Quanto a produtos irradiados no mercado, há muitos e são bastante comuns, como por exemplo o macarrão instantâneo (cujos temperos são irradiados). Este e outros produtos irradiados trazem essa informação na rotulagem, conforme exigência da Anvisa em sua RDC 21, de 26 de janeiro de 2001, que aprova o regulamento para a irradiação de alimentos.

 

CONTER: Na sua opinião, o que pode ser feito para a aderência das indústrias ao procedimento? Em relação ao consumidor, o que falta para conhecer/entender sobre irradiação de alimentos e achar seguro?

SBPR: Em relação à informação aos produtores, indústria e comércio, muitos esforços são empreendidos pelas instituições e sociedades científicas. A SBPR, por exemplo, promoveu, em 2021, um simpósio sobre irradiação de alimentos destinado à informação de profissionais do agronegócio e indústria.

Em relação ao público consumidor, uma pesquisa realizada no Instituto de Pesquisas Energéticas e Nucleares (IPEN) demonstra que, no geral, os entrevistados não sabiam a diferença entre "alimentos irradiados" e "alimentos contaminados" e confundiam “alimento irradiado” com “alimento radioativo”. É preciso promover ações efetivas e eficazes para a comunicação com a sociedade.

 

CONTER: Como esse procedimento pode ajudar na situação de insegurança alimentar no país? No momento atual, se o procedimento fosse aplicado nos alimentos, poderia encarecer ainda mais o valor repassado ao consumidor?

SBPR: A irradiação contribui em duas questões cruciais em nosso país: combate ao desperdício, com o prolongamento do tempo de vida de prateleira dos alimentos; e segurança alimentar com a eliminação de insetos e parasitas e redução de patógenos que representam risco à saúde do consumidor, causadores de surtos alimentares e DTAs.

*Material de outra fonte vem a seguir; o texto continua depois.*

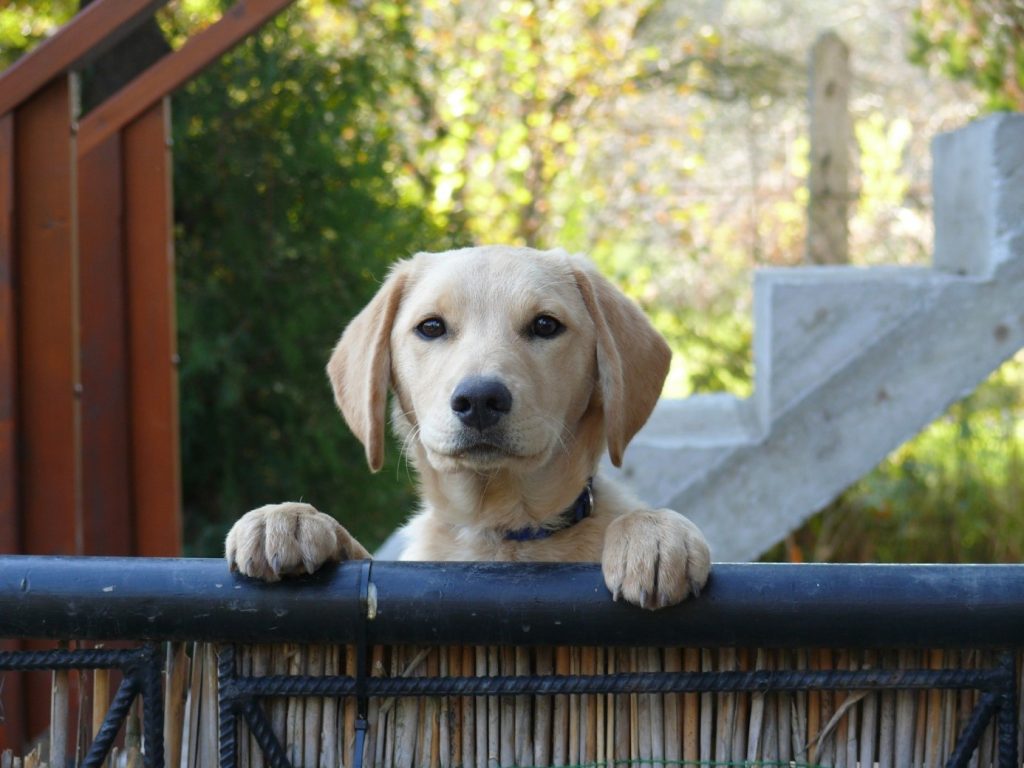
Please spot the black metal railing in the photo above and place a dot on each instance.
(368, 604)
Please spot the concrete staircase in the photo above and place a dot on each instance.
(850, 363)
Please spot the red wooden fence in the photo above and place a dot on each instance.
(89, 461)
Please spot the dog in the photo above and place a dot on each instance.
(511, 370)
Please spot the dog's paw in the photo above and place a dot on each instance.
(654, 558)
(284, 539)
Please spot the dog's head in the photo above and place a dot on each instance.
(496, 356)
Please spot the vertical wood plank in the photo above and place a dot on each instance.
(830, 135)
(9, 524)
(47, 408)
(47, 324)
(152, 334)
(11, 697)
(105, 463)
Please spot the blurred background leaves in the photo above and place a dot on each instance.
(666, 139)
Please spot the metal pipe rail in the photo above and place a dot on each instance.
(369, 603)
(763, 605)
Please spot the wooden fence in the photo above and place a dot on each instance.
(88, 403)
(509, 665)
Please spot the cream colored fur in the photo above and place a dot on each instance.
(588, 388)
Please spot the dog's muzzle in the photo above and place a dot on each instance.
(479, 402)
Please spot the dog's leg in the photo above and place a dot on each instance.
(654, 558)
(291, 538)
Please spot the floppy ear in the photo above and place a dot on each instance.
(632, 359)
(359, 368)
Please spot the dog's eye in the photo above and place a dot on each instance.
(432, 328)
(546, 327)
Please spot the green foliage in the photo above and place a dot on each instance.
(288, 218)
(953, 494)
(25, 23)
(979, 41)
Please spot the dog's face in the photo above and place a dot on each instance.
(496, 356)
(493, 357)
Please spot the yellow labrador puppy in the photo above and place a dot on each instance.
(512, 371)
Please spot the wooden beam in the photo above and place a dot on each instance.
(12, 733)
(152, 333)
(47, 315)
(175, 70)
(828, 184)
(98, 26)
(10, 540)
(105, 459)
(48, 438)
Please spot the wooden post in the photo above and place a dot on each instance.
(152, 336)
(829, 125)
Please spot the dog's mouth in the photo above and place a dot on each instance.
(481, 448)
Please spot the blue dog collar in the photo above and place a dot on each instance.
(580, 510)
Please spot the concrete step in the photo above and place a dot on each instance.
(851, 363)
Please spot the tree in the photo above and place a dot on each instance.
(979, 41)
(288, 218)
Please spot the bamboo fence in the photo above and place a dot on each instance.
(895, 729)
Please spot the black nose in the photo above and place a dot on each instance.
(480, 402)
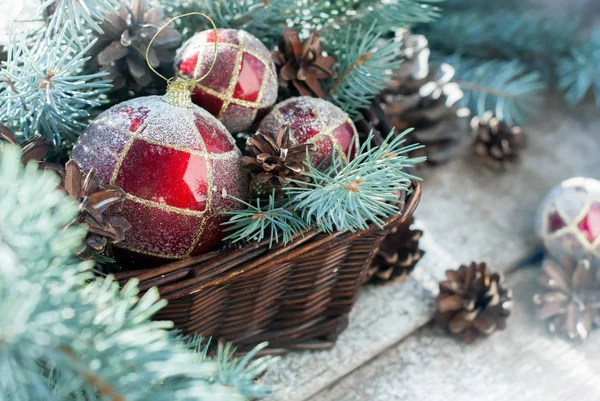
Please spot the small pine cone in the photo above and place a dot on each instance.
(121, 49)
(495, 142)
(424, 97)
(472, 302)
(99, 209)
(397, 255)
(303, 63)
(275, 161)
(571, 303)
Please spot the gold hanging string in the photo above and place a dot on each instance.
(169, 80)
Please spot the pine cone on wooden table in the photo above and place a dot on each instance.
(121, 49)
(303, 63)
(274, 161)
(473, 302)
(397, 255)
(495, 142)
(571, 302)
(424, 97)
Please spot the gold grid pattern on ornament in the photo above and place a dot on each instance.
(328, 132)
(571, 225)
(227, 97)
(133, 136)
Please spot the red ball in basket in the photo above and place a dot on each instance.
(317, 121)
(177, 165)
(243, 83)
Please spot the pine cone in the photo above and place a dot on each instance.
(495, 142)
(397, 255)
(473, 302)
(276, 160)
(303, 63)
(571, 303)
(99, 209)
(424, 97)
(121, 49)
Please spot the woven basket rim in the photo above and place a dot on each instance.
(221, 266)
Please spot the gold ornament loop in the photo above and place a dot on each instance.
(169, 81)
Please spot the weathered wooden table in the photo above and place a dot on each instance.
(392, 352)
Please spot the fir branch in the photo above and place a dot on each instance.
(508, 88)
(347, 197)
(255, 223)
(366, 66)
(385, 16)
(505, 34)
(579, 72)
(65, 335)
(77, 15)
(43, 90)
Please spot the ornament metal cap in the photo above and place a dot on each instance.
(179, 91)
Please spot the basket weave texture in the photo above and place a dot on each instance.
(296, 296)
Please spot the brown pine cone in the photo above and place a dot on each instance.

Em relação a custos, uma reflexão: o público sabe que o Brasil investe em uso de agroquímicos e inseticidas que sabidamente deixam resíduos nos alimentos, promovem resistência dos insetos e microrganismos, liberam resíduos no meio ambiente, comprometem o equilíbrio ecológico e a saúde do trabalhador. E o custo dos agrotóxicos também é repassado ao consumidor! A irradiação de alimentos apresenta vantagem em todos esses quesitos, com a vantagem que, uma vez construídas as instalações, o custo desta técnica no longo prazo é bastante baixo, comparado ao tratamento com agroquímicos.

Saiba mais

A irradiação é regulamentada pela Food and Drug Administration (FDA) desde 1963. Já no Brasil, as primeiras pesquisas surgiram na década de 1950, pelo Centro de Energia Nuclear na Agricultura (CENA). A técnica foi introduzida na legislação sanitária do Brasil no Decreto-Lei n° 986/PR, de 21/10/1969, instituído pelos Ministros da Marinha de Guerra, do Exército e da Aeronáutica Militar, tendo como objetivo a defesa e a proteção da saúde individual e coletiva, que legislava, inclusive, sobre a rotulagem dos alimentos irradiados.

Em 1973, foi publicado o decreto presidencial n° 72.718, que estabeleceu normas gerais sobre irradiação de alimentos no Brasil. A RDC 21/2001 da Anvisa e Instrução Normativa Nº 9 do Ministério da Agricultura, Pecuária e Abastecimento (MAPA) regulamentam a técnica no país.